私たちの心がどのへんにあるかを知ったなら、あなた方も謙虚に道を誤らず、日々確かな一歩一歩を手繰(たぐ)ってゆくことです。辿(たど)ってゆくことです。それが確実な成功につながってゆきます。どうか自分一人の成功ということではなくて、大いなる世界の建設のために、だいじなだいじな一歩であるということを忘れずに、毎日どれだけの人びとを幸せにできたか。それを繰り返し心に問うてください。

そしてその出発点として、第一に幸せになるべき義務がある人は誰かと言うと、自分自身であるということです。
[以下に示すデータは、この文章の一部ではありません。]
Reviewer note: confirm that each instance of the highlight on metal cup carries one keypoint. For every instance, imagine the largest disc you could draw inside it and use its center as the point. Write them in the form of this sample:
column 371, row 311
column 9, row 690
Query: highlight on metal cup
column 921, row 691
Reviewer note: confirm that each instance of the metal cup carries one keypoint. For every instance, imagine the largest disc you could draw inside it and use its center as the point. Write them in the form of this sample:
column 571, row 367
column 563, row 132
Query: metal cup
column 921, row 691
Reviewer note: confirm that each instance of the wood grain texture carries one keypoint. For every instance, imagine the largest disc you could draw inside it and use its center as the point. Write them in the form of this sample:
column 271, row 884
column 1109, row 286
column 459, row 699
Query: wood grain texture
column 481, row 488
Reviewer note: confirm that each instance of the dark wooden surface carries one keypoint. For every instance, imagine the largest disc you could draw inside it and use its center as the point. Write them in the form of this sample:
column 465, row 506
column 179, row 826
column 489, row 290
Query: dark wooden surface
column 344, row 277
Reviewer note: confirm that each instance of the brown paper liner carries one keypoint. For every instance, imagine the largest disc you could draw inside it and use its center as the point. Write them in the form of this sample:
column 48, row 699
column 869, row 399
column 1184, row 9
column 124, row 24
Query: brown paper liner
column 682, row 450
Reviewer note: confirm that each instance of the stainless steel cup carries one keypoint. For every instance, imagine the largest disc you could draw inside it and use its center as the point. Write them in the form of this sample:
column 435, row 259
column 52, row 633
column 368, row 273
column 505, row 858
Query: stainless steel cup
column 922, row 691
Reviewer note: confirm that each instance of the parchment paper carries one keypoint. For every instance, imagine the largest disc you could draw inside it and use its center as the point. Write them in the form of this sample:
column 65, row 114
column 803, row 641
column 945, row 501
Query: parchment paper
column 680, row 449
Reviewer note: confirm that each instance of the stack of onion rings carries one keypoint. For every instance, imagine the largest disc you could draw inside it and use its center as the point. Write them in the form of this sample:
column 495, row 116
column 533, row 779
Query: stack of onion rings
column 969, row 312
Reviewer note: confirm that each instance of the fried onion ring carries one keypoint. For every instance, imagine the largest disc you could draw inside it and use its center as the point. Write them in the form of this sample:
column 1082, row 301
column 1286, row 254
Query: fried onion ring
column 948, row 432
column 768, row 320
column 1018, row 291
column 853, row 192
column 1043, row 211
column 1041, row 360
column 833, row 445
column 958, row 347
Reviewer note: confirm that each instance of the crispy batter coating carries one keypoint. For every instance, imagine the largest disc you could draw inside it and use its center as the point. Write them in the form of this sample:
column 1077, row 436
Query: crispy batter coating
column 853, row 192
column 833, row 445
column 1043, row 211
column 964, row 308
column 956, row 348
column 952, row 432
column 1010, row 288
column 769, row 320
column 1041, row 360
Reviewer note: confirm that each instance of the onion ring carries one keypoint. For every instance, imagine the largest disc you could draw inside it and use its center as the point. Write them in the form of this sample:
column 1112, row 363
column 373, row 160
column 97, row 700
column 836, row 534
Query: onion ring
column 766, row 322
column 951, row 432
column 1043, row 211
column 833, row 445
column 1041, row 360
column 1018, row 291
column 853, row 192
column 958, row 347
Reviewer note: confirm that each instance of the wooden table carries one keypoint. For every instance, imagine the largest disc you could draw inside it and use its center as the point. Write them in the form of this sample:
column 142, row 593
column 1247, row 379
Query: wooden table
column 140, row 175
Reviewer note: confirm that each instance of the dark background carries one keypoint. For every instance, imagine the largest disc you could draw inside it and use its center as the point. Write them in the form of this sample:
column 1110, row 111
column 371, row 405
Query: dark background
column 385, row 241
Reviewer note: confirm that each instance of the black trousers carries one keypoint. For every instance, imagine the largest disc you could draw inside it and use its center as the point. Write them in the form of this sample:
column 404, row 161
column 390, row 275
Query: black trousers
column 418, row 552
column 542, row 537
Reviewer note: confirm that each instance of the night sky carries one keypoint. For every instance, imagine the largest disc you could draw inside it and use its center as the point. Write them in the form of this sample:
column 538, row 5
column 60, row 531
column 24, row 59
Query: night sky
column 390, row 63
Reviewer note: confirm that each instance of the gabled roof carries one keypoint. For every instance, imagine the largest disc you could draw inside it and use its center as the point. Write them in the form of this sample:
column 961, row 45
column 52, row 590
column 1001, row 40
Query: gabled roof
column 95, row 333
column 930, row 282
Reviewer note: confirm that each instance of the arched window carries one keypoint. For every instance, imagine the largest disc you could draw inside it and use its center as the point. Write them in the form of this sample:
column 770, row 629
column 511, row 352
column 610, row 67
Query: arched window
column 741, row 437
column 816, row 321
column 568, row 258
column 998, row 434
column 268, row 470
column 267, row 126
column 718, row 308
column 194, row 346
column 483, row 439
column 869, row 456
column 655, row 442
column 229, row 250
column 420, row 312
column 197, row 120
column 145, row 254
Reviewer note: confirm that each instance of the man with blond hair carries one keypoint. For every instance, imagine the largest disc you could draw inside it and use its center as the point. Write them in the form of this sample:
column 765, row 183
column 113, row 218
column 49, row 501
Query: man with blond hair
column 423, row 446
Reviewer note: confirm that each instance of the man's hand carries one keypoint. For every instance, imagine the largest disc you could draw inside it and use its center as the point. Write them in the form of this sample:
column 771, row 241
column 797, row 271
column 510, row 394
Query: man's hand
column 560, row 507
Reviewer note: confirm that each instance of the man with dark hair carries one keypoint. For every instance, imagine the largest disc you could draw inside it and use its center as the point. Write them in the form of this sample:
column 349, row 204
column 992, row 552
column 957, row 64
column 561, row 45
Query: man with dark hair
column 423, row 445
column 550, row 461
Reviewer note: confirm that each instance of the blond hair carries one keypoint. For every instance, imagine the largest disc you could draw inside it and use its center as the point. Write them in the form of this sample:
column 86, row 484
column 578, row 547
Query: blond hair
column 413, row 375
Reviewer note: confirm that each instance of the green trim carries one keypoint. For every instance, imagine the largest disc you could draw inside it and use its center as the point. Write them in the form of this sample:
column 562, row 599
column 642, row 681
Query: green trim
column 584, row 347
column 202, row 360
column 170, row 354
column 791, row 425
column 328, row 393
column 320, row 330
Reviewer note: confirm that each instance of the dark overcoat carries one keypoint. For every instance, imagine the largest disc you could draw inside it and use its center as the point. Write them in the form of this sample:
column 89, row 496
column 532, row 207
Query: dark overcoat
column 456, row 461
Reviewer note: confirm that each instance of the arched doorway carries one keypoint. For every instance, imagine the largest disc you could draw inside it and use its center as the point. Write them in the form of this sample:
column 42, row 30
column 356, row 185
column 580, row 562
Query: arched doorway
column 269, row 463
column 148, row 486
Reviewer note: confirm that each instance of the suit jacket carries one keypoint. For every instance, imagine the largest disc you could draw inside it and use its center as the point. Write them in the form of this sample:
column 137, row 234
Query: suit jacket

自分自身の心にほんとうのユートピアを築く、自分自身の心のなかに本当の幸せの輪を築く、自分自身が心底(しんそこ)神の心を心とした生き方ができていると知ること、これがだいじであります。こうしたことを考え方の出発点として歩んでゆきたいと思います。私もまたそのために努力しています。地上のみなさんも大いに活躍されることを願ってやみません。